43 On that day they offered great sacrifices, rejoicing because God had given them great joy. The women and children also rejoiced, so that the joy of Jerusalem was heard from afar.
Die dag werden er talrijke offers gebracht. Men juichte van blijdschap, omdat God hun grote vreugde had bereid; ook de vrouwen en de kinderen juichten, zodat Jerusalems jubel tot in de verte werd gehoord.
44 And on that same day men were appointed over the rooms that housed the supplies, contributions, firstfruits, and tithes. The portions specified by the Law for the priests and Levites were gathered into these storerooms from the fields of the villages, because Judah rejoiced over the priests and Levites who were serving.
In die tijd werden er mannen aangesteld, die belast waren met het toezicht over de kamers voor de voorraden, hefoffers, eerstelingen en tienden, om daarin de wettelijke cijnzen, naar de verhouding van de landerijen der steden, voor de priesters en levieten te bergen. Want Juda beleefde nu vreugde aan de dienstdoende priesters en levieten;
45 They performed the service of their God and the service of purification, along with the singers and gatekeepers, as David and his son Solomon had prescribed.

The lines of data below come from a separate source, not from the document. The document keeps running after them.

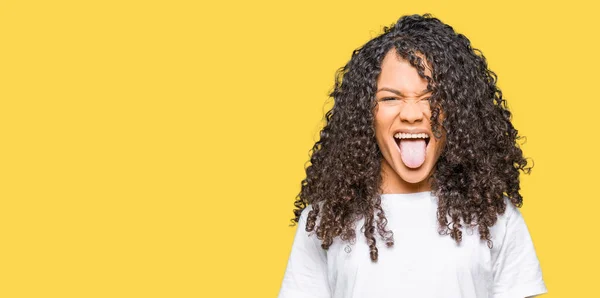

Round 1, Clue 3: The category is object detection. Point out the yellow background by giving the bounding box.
[0,0,600,297]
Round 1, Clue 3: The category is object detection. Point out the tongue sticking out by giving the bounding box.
[400,139,426,169]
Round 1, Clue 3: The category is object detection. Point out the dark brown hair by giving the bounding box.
[292,14,531,261]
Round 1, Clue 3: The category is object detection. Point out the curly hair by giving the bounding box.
[292,14,531,261]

want ze onderhielden de verplichtingen jegens God en de reinheidsvoorschriften. Ook de zangers en poortwachters onderhielden, wat David en zijn zoon Salomon hadden voorgeschreven;
46 For long ago, in the days of David and Asaph, there were directors for the singers and for the songs of praise and thanksgiving to God.
want de oorsprong van de zangers en van het lof- en jubellied voor God ligt in de oude tijden van David en Asaf.

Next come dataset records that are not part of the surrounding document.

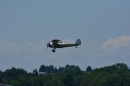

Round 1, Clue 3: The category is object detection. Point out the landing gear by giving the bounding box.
[52,49,55,52]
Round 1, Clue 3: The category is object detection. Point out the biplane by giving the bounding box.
[47,39,81,52]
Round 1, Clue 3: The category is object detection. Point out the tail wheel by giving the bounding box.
[52,49,55,52]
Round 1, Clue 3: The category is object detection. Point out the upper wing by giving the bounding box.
[51,39,61,43]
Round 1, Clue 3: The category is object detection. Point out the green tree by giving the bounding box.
[86,66,92,72]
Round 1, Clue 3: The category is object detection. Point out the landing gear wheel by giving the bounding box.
[52,49,55,52]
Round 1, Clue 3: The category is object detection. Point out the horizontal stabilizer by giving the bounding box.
[75,39,81,45]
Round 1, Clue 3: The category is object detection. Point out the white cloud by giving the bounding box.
[101,36,130,50]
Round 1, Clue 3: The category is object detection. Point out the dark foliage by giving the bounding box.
[0,63,130,86]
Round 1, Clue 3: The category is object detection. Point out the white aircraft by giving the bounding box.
[47,39,81,52]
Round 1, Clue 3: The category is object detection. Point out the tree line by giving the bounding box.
[0,63,130,86]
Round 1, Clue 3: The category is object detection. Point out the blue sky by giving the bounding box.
[0,0,130,72]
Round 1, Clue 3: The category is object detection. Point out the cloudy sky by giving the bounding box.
[0,0,130,72]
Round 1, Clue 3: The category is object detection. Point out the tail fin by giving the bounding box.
[75,39,81,46]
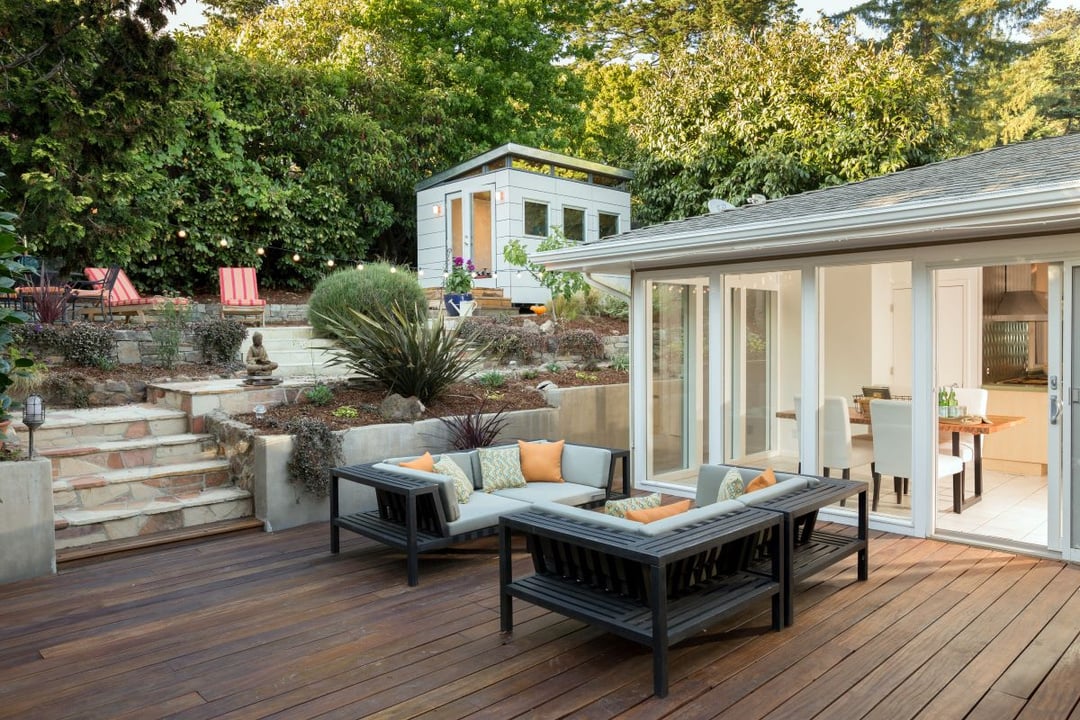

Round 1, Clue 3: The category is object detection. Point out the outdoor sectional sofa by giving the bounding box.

47 So in the days of Zerubbabel and Nehemiah, all Israel contributed the daily portions for the singers and gatekeepers. They also set aside daily portions for the Levites, and the Levites set aside daily portions for the descendants of Aaron.
Heel Israël bracht dus in de tijd van Zorobabel en in de tijd van Nehemias de cijns voor de dagelijkse behoeften der zangers en poortwachters op, en wijdde gaven aan de levieten, die daarvan wederom aan de zonen van Aäron wijdden.